High Energy Neutrinos from Recent Blazar Flares
Francis Halzen, Ali Kheirandish

TL;DR
This paper investigates the potential link between recent blazar flares and high-energy neutrinos detected by IceCube, suggesting that coincident observations could confirm blazars as sources of cosmic neutrinos.
Contribution
It demonstrates the likelihood of detecting neutrinos from blazar flares with IceCube and discusses past and future coincident observation opportunities.
Findings
IceCube may observe neutrinos from blazar flares if hadronic processes are involved.
Fermi observed a significant flare from blazar 3C 279 in June 2015.

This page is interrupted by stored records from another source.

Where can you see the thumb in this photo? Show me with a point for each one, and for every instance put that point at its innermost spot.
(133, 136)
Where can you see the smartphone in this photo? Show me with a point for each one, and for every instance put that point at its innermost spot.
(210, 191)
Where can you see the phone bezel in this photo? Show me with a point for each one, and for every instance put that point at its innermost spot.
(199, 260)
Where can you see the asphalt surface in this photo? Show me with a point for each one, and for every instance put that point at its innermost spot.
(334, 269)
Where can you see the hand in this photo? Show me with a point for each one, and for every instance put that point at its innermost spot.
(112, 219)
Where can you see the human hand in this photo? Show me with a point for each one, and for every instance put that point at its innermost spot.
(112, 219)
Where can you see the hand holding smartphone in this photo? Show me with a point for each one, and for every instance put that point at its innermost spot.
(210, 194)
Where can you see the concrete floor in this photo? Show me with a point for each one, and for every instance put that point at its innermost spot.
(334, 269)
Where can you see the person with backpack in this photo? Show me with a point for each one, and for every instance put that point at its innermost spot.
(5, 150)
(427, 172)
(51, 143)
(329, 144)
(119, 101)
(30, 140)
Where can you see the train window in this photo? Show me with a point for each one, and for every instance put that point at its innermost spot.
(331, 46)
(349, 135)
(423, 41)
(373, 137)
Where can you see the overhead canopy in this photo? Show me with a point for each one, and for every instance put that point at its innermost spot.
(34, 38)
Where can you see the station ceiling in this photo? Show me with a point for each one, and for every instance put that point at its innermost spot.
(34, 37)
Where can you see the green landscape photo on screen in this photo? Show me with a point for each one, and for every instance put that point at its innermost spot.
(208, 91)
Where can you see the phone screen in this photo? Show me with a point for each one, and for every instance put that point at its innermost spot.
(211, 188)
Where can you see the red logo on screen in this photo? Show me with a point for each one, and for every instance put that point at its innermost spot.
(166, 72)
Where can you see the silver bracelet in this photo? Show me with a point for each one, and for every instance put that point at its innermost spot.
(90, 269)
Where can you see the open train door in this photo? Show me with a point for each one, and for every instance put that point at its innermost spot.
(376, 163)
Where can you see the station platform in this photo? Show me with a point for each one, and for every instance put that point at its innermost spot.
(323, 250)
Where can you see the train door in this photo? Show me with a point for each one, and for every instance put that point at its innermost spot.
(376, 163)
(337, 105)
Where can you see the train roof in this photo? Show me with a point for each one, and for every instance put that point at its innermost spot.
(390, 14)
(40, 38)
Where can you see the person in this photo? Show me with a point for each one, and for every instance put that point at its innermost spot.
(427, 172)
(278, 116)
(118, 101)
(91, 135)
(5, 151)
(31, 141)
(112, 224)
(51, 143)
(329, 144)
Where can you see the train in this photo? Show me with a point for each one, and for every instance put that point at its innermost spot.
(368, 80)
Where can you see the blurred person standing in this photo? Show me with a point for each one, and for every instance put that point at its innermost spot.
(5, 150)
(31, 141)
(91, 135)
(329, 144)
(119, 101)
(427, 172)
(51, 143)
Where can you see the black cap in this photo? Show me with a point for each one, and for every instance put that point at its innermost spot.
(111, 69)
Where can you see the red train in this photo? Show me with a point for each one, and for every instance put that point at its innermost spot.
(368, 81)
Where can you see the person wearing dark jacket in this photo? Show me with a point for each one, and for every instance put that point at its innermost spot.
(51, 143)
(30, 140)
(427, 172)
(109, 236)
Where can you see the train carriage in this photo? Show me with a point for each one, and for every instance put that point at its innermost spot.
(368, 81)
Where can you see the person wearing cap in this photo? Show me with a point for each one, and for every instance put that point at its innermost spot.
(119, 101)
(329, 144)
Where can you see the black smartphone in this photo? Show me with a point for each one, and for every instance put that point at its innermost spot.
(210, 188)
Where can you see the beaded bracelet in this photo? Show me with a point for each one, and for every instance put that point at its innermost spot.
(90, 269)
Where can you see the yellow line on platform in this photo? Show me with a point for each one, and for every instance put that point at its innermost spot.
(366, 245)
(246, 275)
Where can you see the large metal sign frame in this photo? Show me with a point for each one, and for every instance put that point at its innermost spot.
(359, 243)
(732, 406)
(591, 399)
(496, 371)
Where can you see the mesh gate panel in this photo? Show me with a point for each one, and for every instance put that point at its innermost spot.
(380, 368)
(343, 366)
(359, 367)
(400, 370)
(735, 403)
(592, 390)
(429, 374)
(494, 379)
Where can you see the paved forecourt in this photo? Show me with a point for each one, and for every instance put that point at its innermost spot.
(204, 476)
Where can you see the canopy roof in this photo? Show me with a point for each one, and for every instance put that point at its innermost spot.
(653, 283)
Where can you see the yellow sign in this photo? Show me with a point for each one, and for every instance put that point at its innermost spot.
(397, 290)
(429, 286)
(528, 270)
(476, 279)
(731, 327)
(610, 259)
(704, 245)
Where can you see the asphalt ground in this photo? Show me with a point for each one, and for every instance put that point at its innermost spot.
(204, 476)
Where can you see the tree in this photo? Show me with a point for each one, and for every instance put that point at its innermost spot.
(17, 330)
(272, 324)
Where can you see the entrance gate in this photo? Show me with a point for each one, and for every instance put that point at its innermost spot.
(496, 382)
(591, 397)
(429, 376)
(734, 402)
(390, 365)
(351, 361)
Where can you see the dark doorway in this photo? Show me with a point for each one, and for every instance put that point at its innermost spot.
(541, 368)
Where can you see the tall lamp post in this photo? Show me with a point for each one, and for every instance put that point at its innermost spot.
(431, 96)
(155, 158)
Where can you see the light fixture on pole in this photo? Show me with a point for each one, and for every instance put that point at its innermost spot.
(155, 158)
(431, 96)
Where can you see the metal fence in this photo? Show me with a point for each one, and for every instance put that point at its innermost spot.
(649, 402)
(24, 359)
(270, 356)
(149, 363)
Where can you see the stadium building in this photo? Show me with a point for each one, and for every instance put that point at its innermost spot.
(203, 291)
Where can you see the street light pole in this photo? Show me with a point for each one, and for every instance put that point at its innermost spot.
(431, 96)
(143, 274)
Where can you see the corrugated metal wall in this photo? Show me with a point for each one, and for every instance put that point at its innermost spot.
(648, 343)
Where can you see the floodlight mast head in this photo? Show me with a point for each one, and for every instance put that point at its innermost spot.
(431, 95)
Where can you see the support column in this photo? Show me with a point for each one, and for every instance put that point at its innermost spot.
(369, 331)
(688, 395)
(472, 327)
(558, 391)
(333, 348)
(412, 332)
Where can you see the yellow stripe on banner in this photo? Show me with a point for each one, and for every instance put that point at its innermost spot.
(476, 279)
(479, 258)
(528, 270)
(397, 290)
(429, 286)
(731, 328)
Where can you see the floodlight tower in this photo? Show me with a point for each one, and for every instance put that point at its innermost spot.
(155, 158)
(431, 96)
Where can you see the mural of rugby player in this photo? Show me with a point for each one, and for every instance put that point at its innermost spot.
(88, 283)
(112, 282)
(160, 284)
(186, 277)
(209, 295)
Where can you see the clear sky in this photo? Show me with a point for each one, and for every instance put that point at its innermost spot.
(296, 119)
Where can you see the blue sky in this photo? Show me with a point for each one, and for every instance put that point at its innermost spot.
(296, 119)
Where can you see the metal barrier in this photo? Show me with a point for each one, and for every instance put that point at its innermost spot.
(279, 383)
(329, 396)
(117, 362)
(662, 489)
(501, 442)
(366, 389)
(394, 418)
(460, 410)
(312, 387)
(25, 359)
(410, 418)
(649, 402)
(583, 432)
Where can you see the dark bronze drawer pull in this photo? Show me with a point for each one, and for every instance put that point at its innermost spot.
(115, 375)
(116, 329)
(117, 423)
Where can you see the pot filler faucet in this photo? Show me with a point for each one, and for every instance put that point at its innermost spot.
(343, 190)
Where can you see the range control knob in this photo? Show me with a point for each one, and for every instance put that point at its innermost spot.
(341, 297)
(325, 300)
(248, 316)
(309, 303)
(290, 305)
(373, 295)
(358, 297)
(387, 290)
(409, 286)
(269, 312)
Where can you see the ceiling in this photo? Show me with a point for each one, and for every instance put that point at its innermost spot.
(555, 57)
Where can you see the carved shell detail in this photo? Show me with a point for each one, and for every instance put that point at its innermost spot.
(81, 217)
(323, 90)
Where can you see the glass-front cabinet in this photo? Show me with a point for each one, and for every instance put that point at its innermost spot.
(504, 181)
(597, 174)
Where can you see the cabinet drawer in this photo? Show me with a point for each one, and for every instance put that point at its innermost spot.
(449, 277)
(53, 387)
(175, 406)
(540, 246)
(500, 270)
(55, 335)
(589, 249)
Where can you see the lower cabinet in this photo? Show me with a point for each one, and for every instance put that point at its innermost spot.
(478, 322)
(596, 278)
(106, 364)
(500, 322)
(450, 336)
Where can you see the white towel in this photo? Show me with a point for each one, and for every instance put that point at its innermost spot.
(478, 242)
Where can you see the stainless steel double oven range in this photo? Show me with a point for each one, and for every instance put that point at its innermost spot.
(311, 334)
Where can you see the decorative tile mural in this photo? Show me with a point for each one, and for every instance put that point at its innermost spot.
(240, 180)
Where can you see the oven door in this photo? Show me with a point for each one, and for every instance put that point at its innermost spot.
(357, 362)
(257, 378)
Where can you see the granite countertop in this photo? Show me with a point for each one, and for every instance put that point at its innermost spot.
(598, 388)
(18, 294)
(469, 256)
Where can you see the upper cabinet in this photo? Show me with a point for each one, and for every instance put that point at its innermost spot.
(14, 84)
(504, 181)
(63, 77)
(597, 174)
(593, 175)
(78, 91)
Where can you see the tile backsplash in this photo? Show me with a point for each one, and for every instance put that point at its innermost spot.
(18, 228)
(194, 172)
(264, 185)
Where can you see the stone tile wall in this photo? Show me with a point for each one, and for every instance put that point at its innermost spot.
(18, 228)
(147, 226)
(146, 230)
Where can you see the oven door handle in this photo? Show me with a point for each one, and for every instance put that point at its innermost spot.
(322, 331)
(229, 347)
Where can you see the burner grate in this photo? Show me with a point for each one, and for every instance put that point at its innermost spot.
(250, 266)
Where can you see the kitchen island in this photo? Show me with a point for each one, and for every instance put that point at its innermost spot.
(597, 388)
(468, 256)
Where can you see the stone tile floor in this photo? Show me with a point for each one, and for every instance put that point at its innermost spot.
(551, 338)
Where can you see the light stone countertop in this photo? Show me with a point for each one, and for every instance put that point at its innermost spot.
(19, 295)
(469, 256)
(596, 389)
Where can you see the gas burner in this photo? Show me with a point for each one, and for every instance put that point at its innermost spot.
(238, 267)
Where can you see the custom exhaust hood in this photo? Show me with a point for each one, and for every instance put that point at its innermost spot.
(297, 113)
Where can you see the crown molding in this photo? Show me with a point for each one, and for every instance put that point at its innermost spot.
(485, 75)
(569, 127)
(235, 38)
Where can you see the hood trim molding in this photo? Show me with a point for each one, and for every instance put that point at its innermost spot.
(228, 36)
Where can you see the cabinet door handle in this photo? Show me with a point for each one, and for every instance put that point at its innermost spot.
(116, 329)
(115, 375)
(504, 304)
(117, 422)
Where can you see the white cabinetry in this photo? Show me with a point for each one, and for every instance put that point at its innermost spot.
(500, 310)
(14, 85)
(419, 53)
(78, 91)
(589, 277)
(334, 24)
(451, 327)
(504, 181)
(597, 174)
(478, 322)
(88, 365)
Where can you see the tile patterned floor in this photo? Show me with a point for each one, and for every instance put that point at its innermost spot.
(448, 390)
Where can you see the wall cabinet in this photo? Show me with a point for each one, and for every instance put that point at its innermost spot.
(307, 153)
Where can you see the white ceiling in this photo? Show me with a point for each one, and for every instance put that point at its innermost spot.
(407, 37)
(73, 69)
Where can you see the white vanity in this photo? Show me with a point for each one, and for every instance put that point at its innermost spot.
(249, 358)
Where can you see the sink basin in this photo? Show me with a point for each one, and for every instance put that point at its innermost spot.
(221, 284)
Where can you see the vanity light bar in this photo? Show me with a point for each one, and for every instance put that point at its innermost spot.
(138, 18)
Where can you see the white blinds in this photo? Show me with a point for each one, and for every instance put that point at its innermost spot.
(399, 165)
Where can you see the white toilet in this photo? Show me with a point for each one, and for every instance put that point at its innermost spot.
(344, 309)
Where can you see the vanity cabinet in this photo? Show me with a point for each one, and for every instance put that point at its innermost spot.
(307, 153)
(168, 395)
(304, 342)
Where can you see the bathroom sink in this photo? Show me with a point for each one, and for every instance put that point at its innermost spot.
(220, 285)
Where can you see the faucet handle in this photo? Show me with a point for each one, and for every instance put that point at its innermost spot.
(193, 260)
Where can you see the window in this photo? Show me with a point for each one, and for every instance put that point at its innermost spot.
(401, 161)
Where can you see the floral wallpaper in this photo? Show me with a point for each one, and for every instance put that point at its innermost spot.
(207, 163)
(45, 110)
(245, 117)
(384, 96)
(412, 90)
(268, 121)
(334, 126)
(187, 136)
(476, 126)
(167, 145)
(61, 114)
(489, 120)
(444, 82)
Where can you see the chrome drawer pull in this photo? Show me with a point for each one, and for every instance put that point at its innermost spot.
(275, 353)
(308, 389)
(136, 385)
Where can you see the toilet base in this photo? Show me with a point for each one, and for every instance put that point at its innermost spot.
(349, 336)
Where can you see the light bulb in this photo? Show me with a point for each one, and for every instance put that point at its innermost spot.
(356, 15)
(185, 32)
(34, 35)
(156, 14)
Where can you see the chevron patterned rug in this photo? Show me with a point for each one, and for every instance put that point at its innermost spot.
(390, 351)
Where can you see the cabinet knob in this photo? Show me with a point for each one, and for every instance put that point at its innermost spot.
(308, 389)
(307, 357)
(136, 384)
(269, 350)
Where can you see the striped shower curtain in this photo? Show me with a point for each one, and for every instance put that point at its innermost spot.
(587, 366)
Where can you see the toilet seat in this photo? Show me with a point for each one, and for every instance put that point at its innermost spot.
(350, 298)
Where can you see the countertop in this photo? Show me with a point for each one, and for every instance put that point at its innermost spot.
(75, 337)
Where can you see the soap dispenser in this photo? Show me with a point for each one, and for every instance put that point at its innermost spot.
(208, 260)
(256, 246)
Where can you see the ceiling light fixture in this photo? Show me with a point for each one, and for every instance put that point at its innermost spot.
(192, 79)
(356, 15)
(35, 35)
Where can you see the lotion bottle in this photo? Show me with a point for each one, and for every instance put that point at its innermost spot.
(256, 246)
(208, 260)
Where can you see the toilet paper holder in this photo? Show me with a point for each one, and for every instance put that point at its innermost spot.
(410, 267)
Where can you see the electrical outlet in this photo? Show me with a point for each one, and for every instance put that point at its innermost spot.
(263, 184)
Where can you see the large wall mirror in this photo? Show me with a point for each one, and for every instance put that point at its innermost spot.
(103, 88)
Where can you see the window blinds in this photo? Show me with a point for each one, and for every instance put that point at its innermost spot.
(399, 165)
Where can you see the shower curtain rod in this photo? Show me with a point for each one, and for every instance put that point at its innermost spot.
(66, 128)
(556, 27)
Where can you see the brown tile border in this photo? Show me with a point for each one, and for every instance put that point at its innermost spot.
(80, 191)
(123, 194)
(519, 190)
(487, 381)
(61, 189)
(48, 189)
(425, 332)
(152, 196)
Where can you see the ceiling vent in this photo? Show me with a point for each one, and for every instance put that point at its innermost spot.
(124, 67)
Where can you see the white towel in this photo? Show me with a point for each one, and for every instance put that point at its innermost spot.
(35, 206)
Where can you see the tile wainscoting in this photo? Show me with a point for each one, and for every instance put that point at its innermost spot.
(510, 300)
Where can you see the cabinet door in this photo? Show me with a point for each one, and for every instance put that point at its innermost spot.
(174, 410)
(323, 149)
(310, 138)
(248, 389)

Previous flare from 1ES 1959+650 showed intriguing neutrino coincidence.
Abstract
The energy density of cosmic neutrinos measured by IceCube matches the one observed by Fermi in extragalactic photons that predominantly originate in blazars. This has inspired attempts to match Fermi sources with IceCube neutrinos. A spatial association combined with a coincidence in time with a flaring source may represent a smoking gun for the origin of the IceCube flux. In June 2015, the Fermi Large Area Telescope observed an intense flare from blazar 3C 279 that exceeded the steady flux of the source by a factor of forty for the duration of a day. We show that IceCube is likely to observe neutrinos, if indeed hadronic in origin, in data that are still blinded at this time. We also discuss other opportunities for coincident observations that include a recent flare from blazar 1ES 1959+650 that previously produced an intriguing coincidence with AMANDA observations.